The graphic to the right may look like the reception bars on your cell phone, but it's actually a representation of the year-to-date returns for the major market cap categories - small, mid, large and mega. The leadership of large and mega cap stocks in 2012 echoes the message that Don has shared with us throughout the year - with the uncertainties surrounding the Eurozone, large investors abroad have sought highly liquid US stocks as a safe haven.
Drilling down to look at this year's market cap performance in the typical style box format below, you can see that large caps (core, growth and value) lead the mid cap styles, which all lead the small cap styles - very segmented performance along the market cap lines. Furthermore, it's also interesting to note that for large and small cap stocks, value stocks lead this year, while mid cap growth stocks are ahead of mid cap value stocks.

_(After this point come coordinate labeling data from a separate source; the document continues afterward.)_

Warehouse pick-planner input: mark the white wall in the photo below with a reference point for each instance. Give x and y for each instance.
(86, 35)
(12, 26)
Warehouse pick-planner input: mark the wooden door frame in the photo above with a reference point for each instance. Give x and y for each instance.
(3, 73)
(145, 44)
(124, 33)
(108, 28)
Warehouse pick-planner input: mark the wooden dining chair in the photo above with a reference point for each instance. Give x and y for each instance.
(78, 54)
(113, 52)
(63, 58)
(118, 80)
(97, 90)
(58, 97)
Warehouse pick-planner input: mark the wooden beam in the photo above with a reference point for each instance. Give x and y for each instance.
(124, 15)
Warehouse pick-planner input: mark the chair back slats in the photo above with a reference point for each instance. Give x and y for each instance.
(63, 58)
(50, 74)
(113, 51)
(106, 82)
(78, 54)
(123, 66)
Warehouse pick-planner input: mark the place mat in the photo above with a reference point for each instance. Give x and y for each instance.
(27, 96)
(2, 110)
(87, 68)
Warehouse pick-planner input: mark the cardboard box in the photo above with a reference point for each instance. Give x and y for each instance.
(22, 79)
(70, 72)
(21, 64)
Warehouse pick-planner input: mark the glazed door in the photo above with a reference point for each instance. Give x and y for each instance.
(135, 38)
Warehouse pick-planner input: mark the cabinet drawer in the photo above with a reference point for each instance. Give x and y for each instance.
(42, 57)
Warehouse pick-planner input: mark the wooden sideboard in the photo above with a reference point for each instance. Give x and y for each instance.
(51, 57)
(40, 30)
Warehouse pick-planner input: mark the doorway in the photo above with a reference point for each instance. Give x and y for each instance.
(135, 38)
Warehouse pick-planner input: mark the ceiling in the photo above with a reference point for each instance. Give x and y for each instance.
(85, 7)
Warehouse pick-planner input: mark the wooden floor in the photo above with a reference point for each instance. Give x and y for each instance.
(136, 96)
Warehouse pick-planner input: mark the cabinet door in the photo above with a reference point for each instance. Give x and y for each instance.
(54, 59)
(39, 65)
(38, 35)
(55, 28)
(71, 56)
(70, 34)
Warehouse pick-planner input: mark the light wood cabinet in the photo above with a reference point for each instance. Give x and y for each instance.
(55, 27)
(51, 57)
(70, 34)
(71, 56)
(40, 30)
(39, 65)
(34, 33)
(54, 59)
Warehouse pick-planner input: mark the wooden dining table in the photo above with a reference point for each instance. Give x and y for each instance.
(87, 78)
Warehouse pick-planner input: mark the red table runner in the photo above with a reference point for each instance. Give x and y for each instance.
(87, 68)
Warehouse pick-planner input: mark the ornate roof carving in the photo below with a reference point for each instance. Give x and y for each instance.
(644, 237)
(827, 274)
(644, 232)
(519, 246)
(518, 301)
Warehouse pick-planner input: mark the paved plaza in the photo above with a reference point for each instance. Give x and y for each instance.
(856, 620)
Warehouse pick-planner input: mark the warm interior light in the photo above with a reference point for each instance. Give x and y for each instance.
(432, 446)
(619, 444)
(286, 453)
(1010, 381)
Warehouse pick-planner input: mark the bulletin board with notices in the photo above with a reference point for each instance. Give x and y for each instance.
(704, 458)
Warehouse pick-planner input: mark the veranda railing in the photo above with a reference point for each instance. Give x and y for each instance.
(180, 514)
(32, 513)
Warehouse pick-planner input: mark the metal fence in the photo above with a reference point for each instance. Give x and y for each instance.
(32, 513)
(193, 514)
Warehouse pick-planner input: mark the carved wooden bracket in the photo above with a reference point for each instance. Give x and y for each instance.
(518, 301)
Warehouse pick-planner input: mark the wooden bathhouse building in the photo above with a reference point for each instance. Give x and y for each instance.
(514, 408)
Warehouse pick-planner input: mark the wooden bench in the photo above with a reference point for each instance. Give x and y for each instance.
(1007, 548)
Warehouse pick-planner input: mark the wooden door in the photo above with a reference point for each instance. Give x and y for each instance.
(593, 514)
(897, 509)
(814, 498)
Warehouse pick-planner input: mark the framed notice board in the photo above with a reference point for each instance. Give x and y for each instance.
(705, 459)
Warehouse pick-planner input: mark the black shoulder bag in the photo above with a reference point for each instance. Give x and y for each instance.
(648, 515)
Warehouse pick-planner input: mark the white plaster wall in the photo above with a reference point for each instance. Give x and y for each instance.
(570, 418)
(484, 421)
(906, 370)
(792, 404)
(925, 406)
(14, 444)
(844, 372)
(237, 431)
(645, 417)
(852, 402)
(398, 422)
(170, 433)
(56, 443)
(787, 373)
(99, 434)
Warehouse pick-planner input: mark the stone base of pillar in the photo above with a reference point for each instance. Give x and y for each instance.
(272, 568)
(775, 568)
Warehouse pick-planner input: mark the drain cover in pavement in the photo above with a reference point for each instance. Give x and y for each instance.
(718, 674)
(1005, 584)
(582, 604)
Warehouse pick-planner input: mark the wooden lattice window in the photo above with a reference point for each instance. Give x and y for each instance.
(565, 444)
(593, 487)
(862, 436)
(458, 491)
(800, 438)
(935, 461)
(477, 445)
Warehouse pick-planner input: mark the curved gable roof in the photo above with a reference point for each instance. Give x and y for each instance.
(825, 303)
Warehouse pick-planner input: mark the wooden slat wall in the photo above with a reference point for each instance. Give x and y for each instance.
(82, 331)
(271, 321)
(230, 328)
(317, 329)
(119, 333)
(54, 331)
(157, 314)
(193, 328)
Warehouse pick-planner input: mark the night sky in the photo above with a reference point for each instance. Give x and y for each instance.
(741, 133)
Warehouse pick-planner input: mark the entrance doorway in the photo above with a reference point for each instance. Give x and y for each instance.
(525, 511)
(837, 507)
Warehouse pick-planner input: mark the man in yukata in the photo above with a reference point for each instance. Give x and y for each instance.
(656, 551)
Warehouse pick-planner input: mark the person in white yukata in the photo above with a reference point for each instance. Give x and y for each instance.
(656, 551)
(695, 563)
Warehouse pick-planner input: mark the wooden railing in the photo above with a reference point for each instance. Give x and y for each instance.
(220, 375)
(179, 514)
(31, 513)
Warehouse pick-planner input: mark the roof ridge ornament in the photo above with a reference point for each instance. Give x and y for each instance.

It will be interesting to see how this trend plays out as we head into the traditionally strong November to April season for the stock market, especially since smaller cap stocks led the rally at the beginning of this year. We'll continue to watch the development in the style boxes as we finish out the year and head into 2013. You can also stay up to date on this progression by checking out our World Wrap report (click here to learn more if you're not a subscriber) each Monday where you'll find the graphic to the left uupdated every week on the second page.
NOTE: The following ETFs were used in the calculations above - Mega Caps: OEF, Large Cap Core: IVV, Mid Cap Core: IJH, Small Cap Core: IJR, Large Cap Value: IVE, Large Cap Growth: IVW, Mid Cap Value: IJJ, Mid Cap Growth: IJK, Small Cap Value: IJS, Small Cap Growth: IJT.